Der Bericht «Israels Apartheid» zeigt detailliert auf, wie der Staat Israel ein System der institutionellen Diskriminierung, Unterdrückung und Beherrschung der Palästinenser:innen etabliert hat. Die Einordnung, dass es sich hier um Apartheid handelt, stützt sich auf die Definitionen im internationalen Recht wie etwa die Konvention gegen Apartheid. Unsere Ergebnisse decken sich weitgehend mit den Schlussfolgerungen anderer Menschenrechtsorganisationen.
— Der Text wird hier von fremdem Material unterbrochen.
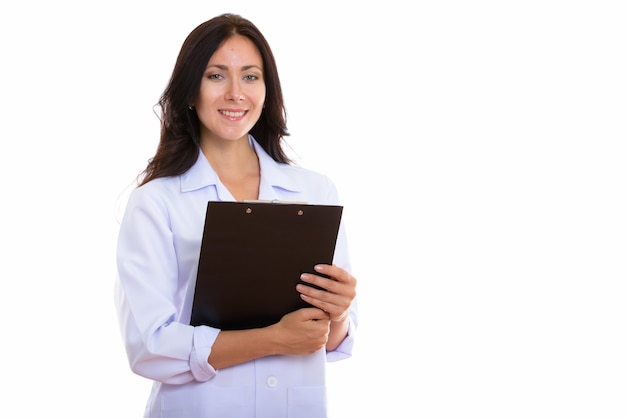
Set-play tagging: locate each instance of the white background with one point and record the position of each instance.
(479, 150)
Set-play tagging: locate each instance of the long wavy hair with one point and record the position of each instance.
(179, 143)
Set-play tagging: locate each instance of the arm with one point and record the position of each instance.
(304, 331)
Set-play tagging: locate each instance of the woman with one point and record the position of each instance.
(223, 122)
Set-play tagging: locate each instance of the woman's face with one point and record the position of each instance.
(232, 91)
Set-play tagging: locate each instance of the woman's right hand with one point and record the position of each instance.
(304, 331)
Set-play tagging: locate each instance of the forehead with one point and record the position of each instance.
(237, 51)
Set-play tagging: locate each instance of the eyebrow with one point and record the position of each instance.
(225, 67)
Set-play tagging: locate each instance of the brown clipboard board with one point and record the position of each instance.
(251, 257)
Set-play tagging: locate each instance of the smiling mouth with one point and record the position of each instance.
(232, 114)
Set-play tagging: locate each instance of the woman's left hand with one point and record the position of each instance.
(340, 290)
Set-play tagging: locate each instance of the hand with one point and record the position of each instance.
(304, 331)
(340, 291)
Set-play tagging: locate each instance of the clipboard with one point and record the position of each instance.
(251, 257)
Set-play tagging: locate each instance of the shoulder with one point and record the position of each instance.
(314, 186)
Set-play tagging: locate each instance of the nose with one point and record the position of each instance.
(235, 92)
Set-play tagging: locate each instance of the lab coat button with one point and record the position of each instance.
(272, 381)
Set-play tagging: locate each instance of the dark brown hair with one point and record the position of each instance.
(179, 143)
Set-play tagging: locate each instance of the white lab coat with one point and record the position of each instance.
(157, 258)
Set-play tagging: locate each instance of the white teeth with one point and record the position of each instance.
(233, 114)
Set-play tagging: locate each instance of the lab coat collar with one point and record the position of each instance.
(201, 175)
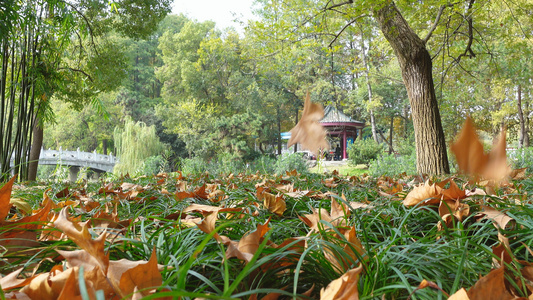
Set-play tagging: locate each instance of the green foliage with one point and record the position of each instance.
(134, 144)
(194, 165)
(362, 151)
(291, 161)
(406, 147)
(522, 158)
(154, 165)
(391, 164)
(401, 243)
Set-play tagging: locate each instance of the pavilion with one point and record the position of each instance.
(341, 127)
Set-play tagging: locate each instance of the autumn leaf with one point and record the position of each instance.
(426, 193)
(11, 280)
(273, 203)
(81, 236)
(459, 295)
(500, 219)
(5, 196)
(309, 132)
(472, 159)
(143, 278)
(246, 247)
(343, 288)
(491, 287)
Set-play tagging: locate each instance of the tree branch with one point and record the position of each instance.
(344, 28)
(437, 19)
(337, 5)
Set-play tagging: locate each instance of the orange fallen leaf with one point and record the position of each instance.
(309, 132)
(246, 247)
(459, 295)
(273, 203)
(10, 281)
(426, 193)
(144, 278)
(5, 195)
(491, 287)
(81, 236)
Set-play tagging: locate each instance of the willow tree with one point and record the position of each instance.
(134, 144)
(59, 49)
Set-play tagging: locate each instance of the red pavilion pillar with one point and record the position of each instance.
(344, 143)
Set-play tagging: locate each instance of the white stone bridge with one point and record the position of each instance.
(99, 163)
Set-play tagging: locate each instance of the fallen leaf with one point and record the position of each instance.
(459, 295)
(491, 287)
(143, 277)
(10, 281)
(248, 245)
(5, 196)
(81, 236)
(426, 193)
(273, 203)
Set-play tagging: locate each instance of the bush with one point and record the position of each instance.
(193, 166)
(154, 165)
(227, 163)
(291, 161)
(390, 165)
(522, 158)
(264, 164)
(363, 151)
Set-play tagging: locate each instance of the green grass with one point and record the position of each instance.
(347, 169)
(404, 245)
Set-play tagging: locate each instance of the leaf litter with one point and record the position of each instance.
(483, 176)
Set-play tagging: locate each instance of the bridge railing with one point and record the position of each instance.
(77, 155)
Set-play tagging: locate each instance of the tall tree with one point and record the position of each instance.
(416, 66)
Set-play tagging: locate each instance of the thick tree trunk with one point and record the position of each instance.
(35, 151)
(416, 66)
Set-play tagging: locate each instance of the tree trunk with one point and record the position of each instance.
(415, 63)
(523, 133)
(279, 132)
(391, 131)
(369, 89)
(35, 151)
(104, 146)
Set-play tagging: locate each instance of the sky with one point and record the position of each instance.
(219, 11)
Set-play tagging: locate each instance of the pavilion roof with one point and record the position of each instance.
(333, 115)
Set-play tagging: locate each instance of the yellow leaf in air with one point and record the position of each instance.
(472, 160)
(309, 132)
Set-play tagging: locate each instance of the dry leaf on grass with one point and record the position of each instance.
(343, 288)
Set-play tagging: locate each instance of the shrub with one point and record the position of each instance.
(363, 151)
(289, 162)
(390, 165)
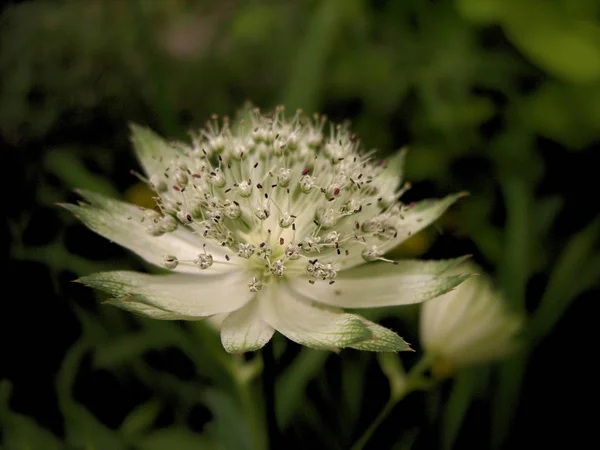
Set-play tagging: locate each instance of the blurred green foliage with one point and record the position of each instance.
(462, 80)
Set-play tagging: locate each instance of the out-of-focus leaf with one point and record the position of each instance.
(353, 376)
(481, 11)
(229, 426)
(577, 269)
(66, 164)
(304, 87)
(467, 385)
(291, 384)
(176, 438)
(83, 430)
(568, 47)
(567, 113)
(21, 432)
(140, 420)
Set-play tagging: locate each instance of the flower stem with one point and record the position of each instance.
(414, 381)
(268, 382)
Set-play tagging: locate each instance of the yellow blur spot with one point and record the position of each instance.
(140, 194)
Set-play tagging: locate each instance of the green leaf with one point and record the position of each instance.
(305, 84)
(467, 385)
(229, 427)
(291, 384)
(577, 269)
(140, 420)
(567, 47)
(21, 432)
(177, 438)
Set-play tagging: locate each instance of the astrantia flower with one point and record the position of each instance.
(469, 325)
(278, 223)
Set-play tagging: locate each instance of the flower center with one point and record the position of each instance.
(279, 197)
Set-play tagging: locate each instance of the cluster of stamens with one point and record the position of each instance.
(282, 197)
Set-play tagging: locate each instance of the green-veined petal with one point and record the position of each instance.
(382, 340)
(244, 330)
(123, 223)
(315, 326)
(179, 294)
(153, 152)
(384, 284)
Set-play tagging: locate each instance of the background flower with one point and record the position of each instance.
(257, 221)
(470, 324)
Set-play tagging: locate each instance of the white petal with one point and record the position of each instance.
(152, 150)
(183, 295)
(382, 340)
(308, 324)
(383, 284)
(122, 223)
(244, 330)
(421, 215)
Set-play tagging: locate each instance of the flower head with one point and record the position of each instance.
(469, 325)
(279, 223)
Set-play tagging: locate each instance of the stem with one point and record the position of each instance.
(268, 379)
(414, 381)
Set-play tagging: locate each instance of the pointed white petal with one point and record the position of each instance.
(382, 340)
(122, 223)
(421, 215)
(308, 324)
(152, 150)
(244, 330)
(383, 284)
(469, 324)
(183, 295)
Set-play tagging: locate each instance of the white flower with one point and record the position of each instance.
(277, 223)
(468, 325)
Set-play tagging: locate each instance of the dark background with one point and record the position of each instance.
(498, 98)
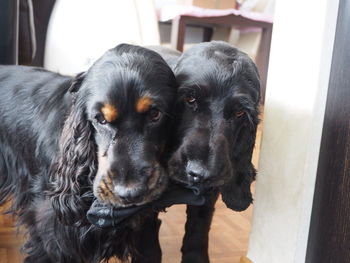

Dass die israelische Regierung den Amnesty-Bericht noch vor Veröffentlichung als antisemitisch diffamiert hatte, erstaunt nicht. Der Vorwurf ist jedoch haltlos und hat zum Ziel, die Aufmerksamkeit von den Menschenrechtsverletzungen abzulenken, unter denen die Palästinenser:innen leiden.
Dreizehn Menschenrechtsorganisationen aus Israel verteidigen deshalb den Bericht: «Viele von uns haben im Zusammenhang der Behandlung der Palästinenser durch Israel den Begriff ‹Apartheid› verwendet. Die Debatte über das Verbrechen der Apartheid, dessen Israel beschuldigt wird, ist nicht nur legitim, sondern absolut notwendig.» Und weiter: «Israel wird nicht mit anderen Massstäben gemessen – aber die israelische Regierung will offenbar mit gar keinen Massstäben gemessen werden.» Das sollte uns zu denken geben und kritisiert werden.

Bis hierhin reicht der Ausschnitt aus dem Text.